In his youth, Jerry dreamed of becoming the voice of the Brooklyn Dodgers. After high school, Jerry attended Brown Institute of Broadcasting and Electronics (Brown College) in Minneapolis, Minnesota. Upon completing his degree, he started in small market radio.
On November 22, 1963, the senior staff members were out to lunch, leaving young Jerry live on the air — alone. Jerry remembers, “I would do what they called rip-and-read. You go to the teletype and give the news between segments.”
On that day, Jerry saw the news that President John F. Kennedy had been assassinated.
“I called the news director. He basically told me to get on the air and announce it immediately,” Jerry recollects. “So, I broke that news to my own little radio market.”
After a few years in radio, he moved into the television market — focusing on sales and management. In 1990, Jerry took a position as the Vice President and General Manager of WSET bringing the Heilman family to Central Virginia.
“We immediately noticed how friendly the people are in Greater Lynchburg. Not that other areas aren’t kind but, Lynchburg is warm and the people are so engaged.” Jerry says.
The Heilmans moved into Sailview Drive, making Ivy Hill their home for about six years. They look back fondly on that time.
“I had a wonderful experience with WSET,” Jerry laughs, adding with a smile, “Virginia’s Thirteen!”
After WSET, Jerry established a new TV station in Birmingham, Alabama with Allbritton Communications Company. After 42 years in broadcasting, the Heilmans decided to retire in Ocala, Florida.

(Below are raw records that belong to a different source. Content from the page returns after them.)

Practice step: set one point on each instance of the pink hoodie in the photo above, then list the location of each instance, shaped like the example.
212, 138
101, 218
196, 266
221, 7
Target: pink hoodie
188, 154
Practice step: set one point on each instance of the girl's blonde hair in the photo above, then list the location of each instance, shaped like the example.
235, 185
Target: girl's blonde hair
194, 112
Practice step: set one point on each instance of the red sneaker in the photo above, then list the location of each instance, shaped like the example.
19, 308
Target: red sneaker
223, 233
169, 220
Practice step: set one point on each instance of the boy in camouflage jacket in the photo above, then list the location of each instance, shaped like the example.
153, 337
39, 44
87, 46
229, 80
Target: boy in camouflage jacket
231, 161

“When people would ask me how I liked broadcasting, I would say, ‘…it sure beats working!’” Jerry explains with a smile.
Around the World
In Ocala, the Heilmans enjoyed the moderate weather and rural landscape. Although Jerry had retired, Rose continues her career as a tour director to this day.

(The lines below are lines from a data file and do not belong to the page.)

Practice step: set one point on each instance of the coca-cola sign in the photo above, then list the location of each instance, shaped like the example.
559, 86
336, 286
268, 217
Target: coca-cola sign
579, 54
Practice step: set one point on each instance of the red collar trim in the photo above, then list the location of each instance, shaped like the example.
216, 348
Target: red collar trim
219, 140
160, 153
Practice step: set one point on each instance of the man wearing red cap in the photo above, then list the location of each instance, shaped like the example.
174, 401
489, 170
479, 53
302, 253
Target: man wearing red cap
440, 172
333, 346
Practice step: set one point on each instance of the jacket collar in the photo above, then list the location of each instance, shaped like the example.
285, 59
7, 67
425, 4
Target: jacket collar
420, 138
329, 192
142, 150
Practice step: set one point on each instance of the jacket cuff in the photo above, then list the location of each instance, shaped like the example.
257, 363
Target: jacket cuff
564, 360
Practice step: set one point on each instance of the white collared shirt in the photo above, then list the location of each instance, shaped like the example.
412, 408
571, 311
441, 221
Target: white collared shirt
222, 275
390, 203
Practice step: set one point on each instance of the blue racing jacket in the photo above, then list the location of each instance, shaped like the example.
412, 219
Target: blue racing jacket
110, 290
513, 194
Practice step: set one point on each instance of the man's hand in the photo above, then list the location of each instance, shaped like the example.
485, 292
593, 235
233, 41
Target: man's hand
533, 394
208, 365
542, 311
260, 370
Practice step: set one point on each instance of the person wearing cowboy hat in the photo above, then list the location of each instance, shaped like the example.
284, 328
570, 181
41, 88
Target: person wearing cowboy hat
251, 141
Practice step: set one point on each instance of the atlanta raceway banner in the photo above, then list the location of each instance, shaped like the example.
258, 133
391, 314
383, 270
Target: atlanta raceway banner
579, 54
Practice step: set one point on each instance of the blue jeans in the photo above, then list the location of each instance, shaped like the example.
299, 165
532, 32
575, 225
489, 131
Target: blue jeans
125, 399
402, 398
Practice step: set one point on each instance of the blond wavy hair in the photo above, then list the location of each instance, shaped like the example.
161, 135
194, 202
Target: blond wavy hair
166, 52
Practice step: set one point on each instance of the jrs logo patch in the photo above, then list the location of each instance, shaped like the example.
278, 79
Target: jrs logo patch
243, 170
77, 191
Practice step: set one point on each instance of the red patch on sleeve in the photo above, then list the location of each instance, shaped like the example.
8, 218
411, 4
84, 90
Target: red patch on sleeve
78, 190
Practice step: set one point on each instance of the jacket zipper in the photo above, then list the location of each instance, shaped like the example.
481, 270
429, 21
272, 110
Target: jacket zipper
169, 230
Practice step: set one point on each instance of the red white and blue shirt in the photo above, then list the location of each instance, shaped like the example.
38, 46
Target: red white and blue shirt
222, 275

“I can work from anywhere with an airport,” Rose says. She started the profession in 1978, keeping up with the changing travel industry.
“We used to do bus tours,” Rose recalls. “Now we fly all over the world.”
One thing that hasn’t changed is Rose’s love for the “City of Lights” — Paris, France.
“It’s not like New York City — where it feels like a canyon with skyscrapers on each side of the street,” Rose explains. “Paris has wide boulevards and sidewalk cafes that bring a different energy.”
Rose has visited Paris dozens of times, both leading tours and for her own pleasure.
Another French location, Normandy, holds a special place for both Rose and Jerry. They appreciate the connection to the Bedford Boys, as told in the book and memorialized on the beach. Rose notes that the French guides mention the town by name during tours.
Drawn Back to Virginia
Among their adventures, the Heilmans found themselves drawn back to Virginia.
“We never got those Blue Ridge Mountains out of our system,” Jerry proclaims. “Virginia was by far our favorite state. So, we decided to come back.”
They returned in October 2019 and started renovations on their townhome on Ivy Lake. They moved into the space in February of this year. Currently, they’re updating the exterior and landscaping as the spring weather allows.
During the past 23 years, they have noticed how much the area has developed.
“The Kroger and those shops weren’t here,” Rose recalls.
Pointing to the rolling mountains outside their wall of windows, Bob says, “The one thing that didn’t change was the view.”
“Maybe the hills grew,” Rose laughs. “I find they’re much harder to walk up than 23 years ago!”
The Ivy Hill community is still welcoming as the Heilmans both greet old friends and meet new neighbors. In the past, moving meant starting over. Returning to Ivy Hill was a chance to reconnect.